Hilfe, der erste Zahn kommt! Was eigentlich toll ist, kann Eltern und Kind ganz schön stressen. Woran du erkennst, dass dein Baby zahnt und wie du helfen kannst, erklären wir jetzt.

Hilfe – mein Baby zahnt!?

Matti schläft schlecht, schon immer – aber seit Tagen nun wacht er jede Stunde auf und weint. Stillen, streicheln, gut zureden, nichts hilft. Seine Eltern sind am Rande der Verzweiflung, was hat er bloß? Drücken etwa die Zähne? Er ist doch erst 5 Monate alt!?

Es soll ja Babys geben, denen es nichts ausmacht, wenn sich die Zähnchen langsam durch den Kiefer schieben. Aber an den allermeisten Kindern geht das Zahnen nicht spurlos vorbei. Die Crux?

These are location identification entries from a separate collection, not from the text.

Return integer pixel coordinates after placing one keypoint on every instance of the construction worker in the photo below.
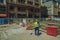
(36, 28)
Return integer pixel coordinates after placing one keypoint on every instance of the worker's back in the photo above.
(36, 24)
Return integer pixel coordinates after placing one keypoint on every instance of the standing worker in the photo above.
(36, 28)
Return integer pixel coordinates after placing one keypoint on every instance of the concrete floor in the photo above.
(23, 34)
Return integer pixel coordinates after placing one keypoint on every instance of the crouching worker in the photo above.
(36, 28)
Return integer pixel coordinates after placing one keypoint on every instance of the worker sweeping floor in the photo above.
(22, 34)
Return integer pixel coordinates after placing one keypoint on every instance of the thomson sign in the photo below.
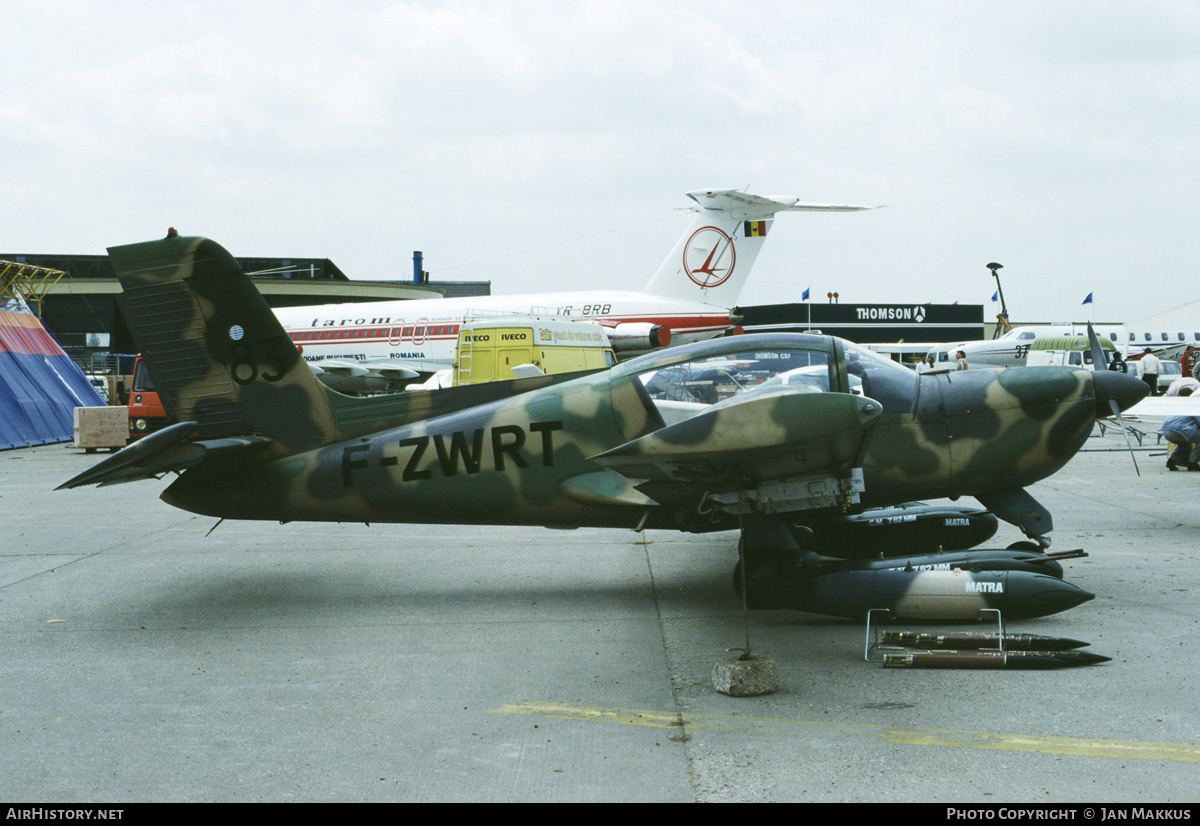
(885, 313)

Oft wissen Eltern nicht, warum es ihrem Baby gerade schlecht geht. Denn manche Symptome ähneln denen eines Entwicklungssprungs oder eines Infekts. Manchmal findet auch alles gleichzeitig statt. Das macht es nicht einfacher.

Bei vielen Babys brechen die 20 Babyzähne so durch:

Wann etwa?Welche Zähne?
4 - 8 Monatemittlere Schneidezähne (oft unten zuerst)
8 - 12 Monateseitliche Schneidezähne
14 - 18 Monatevordere Backenzähne
18 - 24 MonateEckzähne
24 - 30 Monatehintere Backenzähne

Wichtig zu wissen: Ausnahmen von der Regel gibt es immer. Manche Babys sind deutlich früher dran und haben schon bei oder nach der Geburt ihren ersten Zahn. Den nennt man dann Hexenzahn. Manche kauen noch mit einem Jahr auf der Felge. Dann kommen aber alle Zähnchen recht schnell. Oder die Zähne brechen in einer vollkommen anderen Reihenfolge durch. Alles genetisch veranlagt, also kein Grund zur Sorge!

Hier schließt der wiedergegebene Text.